If an interaction is included in the model, the main effects of both of
those variables must also be in the model

If a main effect is not in the model, then its interaction should not be 
in the model.

---

## Other model selection criteria

- Adjusted `$R^2$` is one model selection criterion

- There are others out there (many many others!), we'll discuss some later in the 
course, and some you might see in another courses

---

# Your turn

---

## Your turn

Work in teams on RStudio Cloud

**Project:** Model selection for Paris Paintings

Make a copy and get started

---

## Planning

Decide on a subset of variables to consider for your analysis.
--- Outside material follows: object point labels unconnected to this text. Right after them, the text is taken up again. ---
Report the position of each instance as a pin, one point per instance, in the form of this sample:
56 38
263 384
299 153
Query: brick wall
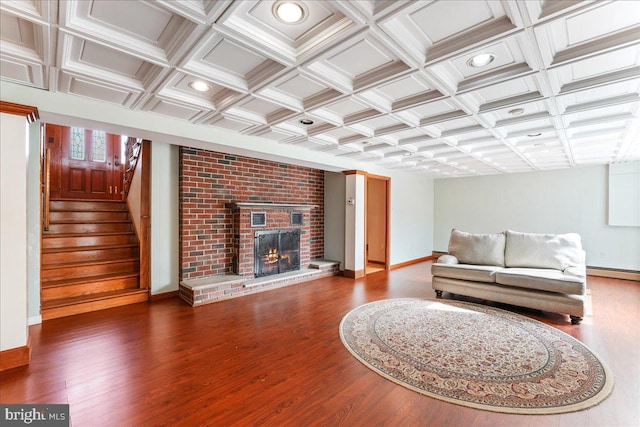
209 181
- Think about it as focusing on certain aspects of the price determination, 
as opposed to all aspects.

- You're allowed a maximum of 10 total variables to consider, including 
interactions.

- The more variables you consider the longer model selection will take so 
keep that in mind.

---

## Planning (cont.)

Decide among these which variables might make sense to interact. Remember, 
we consider interactions when variables might behave differently for various 
levels of another variable. Ideally, you would get expert guidance for
choosing interactions. Below is a list of interactions compiled by them 
that might be potentially interesting:

.small[
- School of painting & landscape variables: `school_pntg` & `landsALL` / `lands_figs` / `lands_ment`
- Landscapes & paired paintings: `landsALL` / `lands_figs` / `lands_ment` & `paired`
- Other artists & paired paintings: `othartist` & `paired`
- Size & paired paintings: `surface` & `paired`
- Size & figures: `surface` & `figures` / `nfigures`
- Dealer & previous owner: `dealer` & `prevcoll`
- Winning bidder & prevcoll: `endbuyer` & `prevcoll`
- Winning bidder & artist living: `winningbiddertype` & `artistliving`
]

This is not an exhaustive list, so you might come up with others.

---

## Model fitting, selection, and interpretation

- Use backwards elimination to do model selection. Make sure to show 
each step of decision (though you don't have to interpret the models at 
each stage).

- Provide interpretations for the slopes for the final model you arrive at 
and create at least one visualization that supports your narrative.